Roof plans that need help from elevation views



ROOF 2

Roof plans should be a simple bunch.  Measure the overhangs, center some ridges, draw 45 degree angles along the hips and Bam! Roof plan.  Of course, those of us spending way too much time measuring the real world know that it’s not always so smooth.  Sometimes we can’t even draw an accurate roof plan with drawing at least two of the corresponding elevation views.  Check out the south & west elevations of this beautiful home.
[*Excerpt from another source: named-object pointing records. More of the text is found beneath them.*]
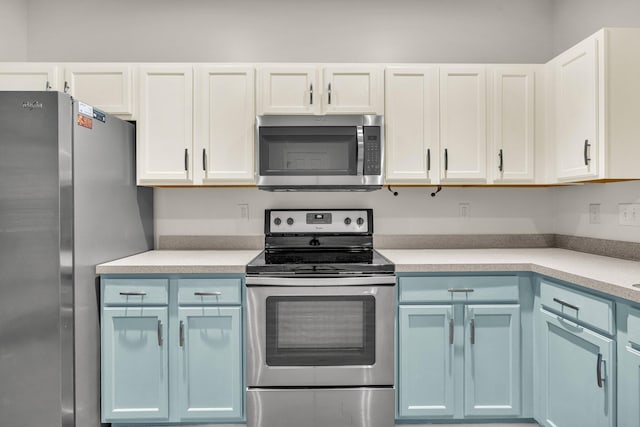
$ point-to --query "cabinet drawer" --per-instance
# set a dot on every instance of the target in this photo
(446, 289)
(579, 306)
(209, 291)
(136, 291)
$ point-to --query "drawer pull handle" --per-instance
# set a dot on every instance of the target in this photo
(566, 304)
(451, 331)
(599, 370)
(181, 333)
(159, 333)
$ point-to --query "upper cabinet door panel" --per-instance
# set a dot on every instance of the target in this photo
(289, 90)
(411, 125)
(514, 124)
(463, 115)
(226, 120)
(108, 87)
(353, 89)
(576, 74)
(28, 76)
(165, 125)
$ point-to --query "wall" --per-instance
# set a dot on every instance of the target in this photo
(13, 30)
(290, 30)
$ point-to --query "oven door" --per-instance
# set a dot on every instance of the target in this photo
(311, 335)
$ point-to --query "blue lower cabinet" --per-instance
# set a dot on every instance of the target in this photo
(210, 363)
(492, 361)
(575, 365)
(135, 376)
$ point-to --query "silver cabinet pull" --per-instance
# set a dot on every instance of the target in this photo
(451, 331)
(473, 331)
(181, 333)
(599, 378)
(566, 304)
(207, 294)
(133, 294)
(586, 152)
(159, 333)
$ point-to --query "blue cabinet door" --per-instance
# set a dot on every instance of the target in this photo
(135, 364)
(576, 369)
(492, 360)
(426, 364)
(210, 363)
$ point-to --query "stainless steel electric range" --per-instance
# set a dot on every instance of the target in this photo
(320, 323)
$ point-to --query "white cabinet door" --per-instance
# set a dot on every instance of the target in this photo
(290, 89)
(108, 87)
(353, 89)
(576, 85)
(28, 76)
(411, 125)
(513, 129)
(165, 125)
(463, 113)
(225, 124)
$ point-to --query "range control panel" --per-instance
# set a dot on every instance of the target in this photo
(318, 221)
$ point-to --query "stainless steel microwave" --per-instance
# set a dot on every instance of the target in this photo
(320, 153)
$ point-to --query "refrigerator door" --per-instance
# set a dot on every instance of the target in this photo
(33, 360)
(113, 219)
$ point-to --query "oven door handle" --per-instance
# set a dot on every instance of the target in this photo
(360, 152)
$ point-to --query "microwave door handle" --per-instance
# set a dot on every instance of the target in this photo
(360, 152)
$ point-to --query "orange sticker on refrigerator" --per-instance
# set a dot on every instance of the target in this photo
(85, 121)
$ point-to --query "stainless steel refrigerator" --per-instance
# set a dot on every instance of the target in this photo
(68, 201)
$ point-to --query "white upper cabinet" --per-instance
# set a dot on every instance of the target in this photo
(28, 76)
(312, 89)
(108, 87)
(225, 124)
(412, 133)
(596, 109)
(165, 125)
(512, 124)
(463, 124)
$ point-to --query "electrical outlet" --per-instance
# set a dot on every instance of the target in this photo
(594, 213)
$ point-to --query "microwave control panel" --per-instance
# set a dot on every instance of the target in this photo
(372, 150)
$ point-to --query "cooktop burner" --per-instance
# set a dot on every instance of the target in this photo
(313, 242)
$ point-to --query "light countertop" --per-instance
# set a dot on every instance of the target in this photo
(609, 275)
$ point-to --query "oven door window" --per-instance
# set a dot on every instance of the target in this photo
(320, 331)
(308, 151)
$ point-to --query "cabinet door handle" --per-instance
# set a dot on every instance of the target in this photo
(133, 294)
(451, 331)
(566, 304)
(586, 152)
(207, 294)
(159, 333)
(446, 159)
(599, 378)
(181, 333)
(473, 331)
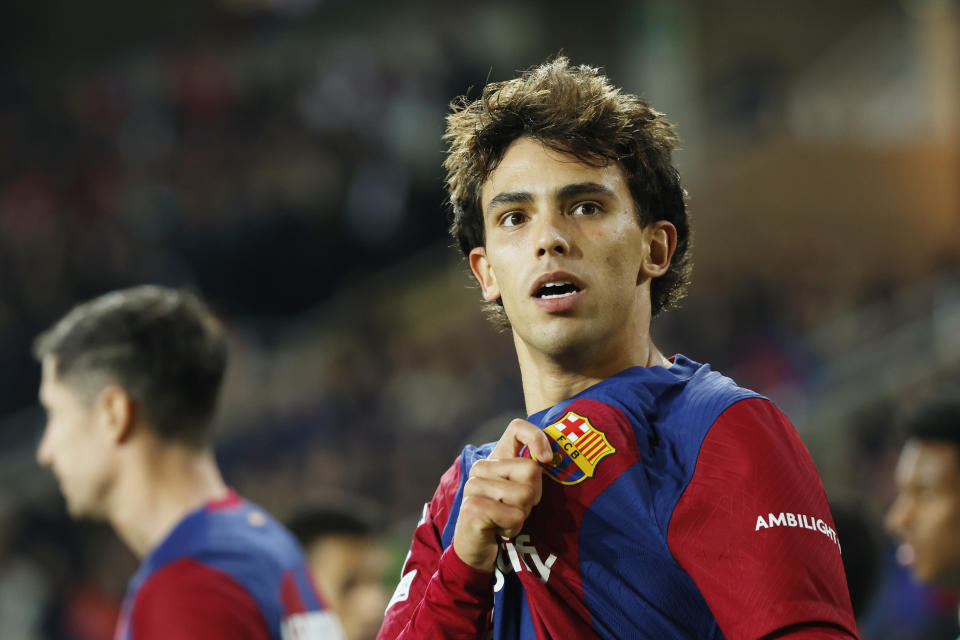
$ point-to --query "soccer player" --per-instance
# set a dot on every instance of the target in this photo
(643, 496)
(926, 512)
(130, 385)
(350, 564)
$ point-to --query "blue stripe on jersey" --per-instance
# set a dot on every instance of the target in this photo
(671, 410)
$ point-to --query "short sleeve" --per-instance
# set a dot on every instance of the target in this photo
(754, 531)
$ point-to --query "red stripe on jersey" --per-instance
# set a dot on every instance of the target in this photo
(189, 599)
(557, 606)
(594, 447)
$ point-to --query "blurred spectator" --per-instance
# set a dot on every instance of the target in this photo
(349, 563)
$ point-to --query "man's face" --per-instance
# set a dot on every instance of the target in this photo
(74, 446)
(926, 513)
(564, 251)
(350, 573)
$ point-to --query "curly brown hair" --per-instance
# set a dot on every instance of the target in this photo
(575, 110)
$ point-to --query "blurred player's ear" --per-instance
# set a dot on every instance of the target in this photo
(116, 412)
(483, 272)
(660, 238)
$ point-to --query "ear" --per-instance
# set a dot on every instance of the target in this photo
(483, 272)
(117, 413)
(660, 238)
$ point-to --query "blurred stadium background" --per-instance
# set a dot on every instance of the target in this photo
(282, 157)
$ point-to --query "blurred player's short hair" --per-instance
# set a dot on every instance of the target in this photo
(162, 346)
(937, 418)
(313, 523)
(575, 110)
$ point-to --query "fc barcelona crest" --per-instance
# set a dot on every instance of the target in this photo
(578, 447)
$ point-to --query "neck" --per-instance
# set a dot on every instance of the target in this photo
(160, 483)
(549, 379)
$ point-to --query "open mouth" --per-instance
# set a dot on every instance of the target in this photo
(552, 290)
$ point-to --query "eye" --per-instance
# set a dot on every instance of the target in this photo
(586, 209)
(512, 219)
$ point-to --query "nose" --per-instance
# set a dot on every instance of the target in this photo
(553, 237)
(897, 516)
(45, 449)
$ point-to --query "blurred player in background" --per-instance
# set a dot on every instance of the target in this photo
(643, 497)
(926, 512)
(130, 386)
(350, 564)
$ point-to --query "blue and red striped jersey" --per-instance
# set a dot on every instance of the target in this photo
(227, 570)
(677, 505)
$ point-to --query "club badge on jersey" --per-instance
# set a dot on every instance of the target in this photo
(578, 447)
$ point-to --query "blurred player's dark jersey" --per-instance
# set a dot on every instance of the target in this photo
(677, 505)
(227, 570)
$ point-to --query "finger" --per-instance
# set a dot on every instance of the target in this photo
(522, 470)
(519, 434)
(521, 495)
(483, 514)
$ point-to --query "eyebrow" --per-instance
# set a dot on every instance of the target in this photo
(583, 188)
(510, 197)
(563, 193)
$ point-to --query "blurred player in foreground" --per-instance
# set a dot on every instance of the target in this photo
(130, 386)
(350, 565)
(643, 497)
(926, 512)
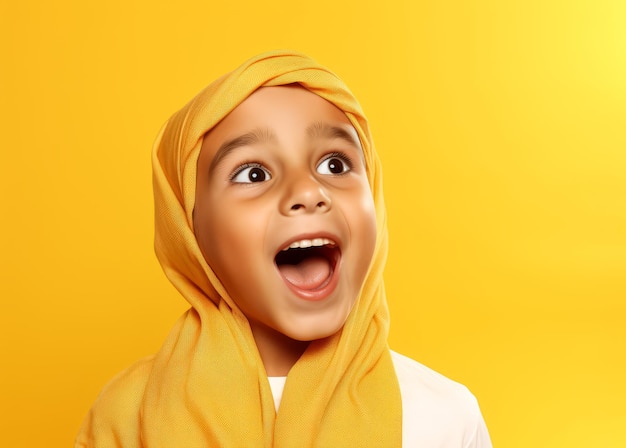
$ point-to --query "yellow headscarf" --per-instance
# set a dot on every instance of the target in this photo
(207, 386)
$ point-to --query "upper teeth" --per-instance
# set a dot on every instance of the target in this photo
(303, 244)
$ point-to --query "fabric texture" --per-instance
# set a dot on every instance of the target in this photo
(436, 411)
(207, 385)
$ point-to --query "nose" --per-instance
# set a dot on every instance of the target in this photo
(305, 194)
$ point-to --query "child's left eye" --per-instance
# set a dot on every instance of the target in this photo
(333, 165)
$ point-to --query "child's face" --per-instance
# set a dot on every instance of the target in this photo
(285, 168)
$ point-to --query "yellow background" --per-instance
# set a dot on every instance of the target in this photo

In this case we needed to go back and forth between the roof plan and the two elevations in order to make sure the roof plan was accurate.


November 2nd, 2012

Creating a Building Information Model of a Custom House



While we normally measure buildings to generate our drawings, sometimes we work from sets of two-dimensional architectural drawings. In this case, the challenge was to work from a set including exterior elevations, plans and a section in order to create what is called a building information model. The drawings were done in the late Seventies, when people were drawing by hand as opposed to using CAD, meaning that dimensions and alignment were not always accurate. Even now, with CAD as the industry standard, drawings are still prone to error when it comes to coordinating multiple two-dimensional views of a complex three-dimensional shape

With the arrival of new CAD software that automatically makes all 2D representations part of a 3D model that contains all the information about a project, known as a building information model, if alignments are off there will be error messages and glaring mistakes in the model. Take this process rendering for example. When the vertical stone element was extruded based on the two-dimensional hand drawings we were given, all of a sudden other walls began to intersect that stone element. That was impossible in the 2D era. The rendering also shows the limitations of building information modeling (BIM), because if you compare it to the photograph the pitch of the roof is different. The BIM model has an obvious hole in it where the roof is supposed to angle down to the right and overhang toward the adjacent slope. Overall, BIM is a great way to make sure that all of the two-dimensional drawings line up perfectly, because they are all based on one 3D model. Often, however, in order to do things accurate to the way they are (supposed to be) constructed, it requires that the software ‘understands’ whether or not an angled surface is supposed to be a roof or a wall, for instance. In the real world, BIM is the best thing ever for repetitive buildings made of standard parts. Customization in the software (Revit in this case) is still cumbersome for projects that require uniquely crafted details in their construction.


November 2nd, 2012

Creating a Building Information Model of a Custom House (Part 2)



TEST FILE

In part one of this two-part entry, we saw how BIM is still difficult for smaller projects (such as detached houses) that have been highly customized. In this entry, I am showing the changes that were made after surveying the building. In most cases, this made the project easier to draft. In other cases, the limitations of BIM became obvious once I discovered the reality behind the way different features were constructed, many of which were not obvious from the hand drawings mentioned in part one. And all the mistakes are still obvious when examining the 3D model. The 2D drawings that BIM creates are still solid when you have the true dimensions of the rooms, which is much easier to achieve by visiting the site and measuring the project than by drafting from someone else’s (non-BIM) documentation.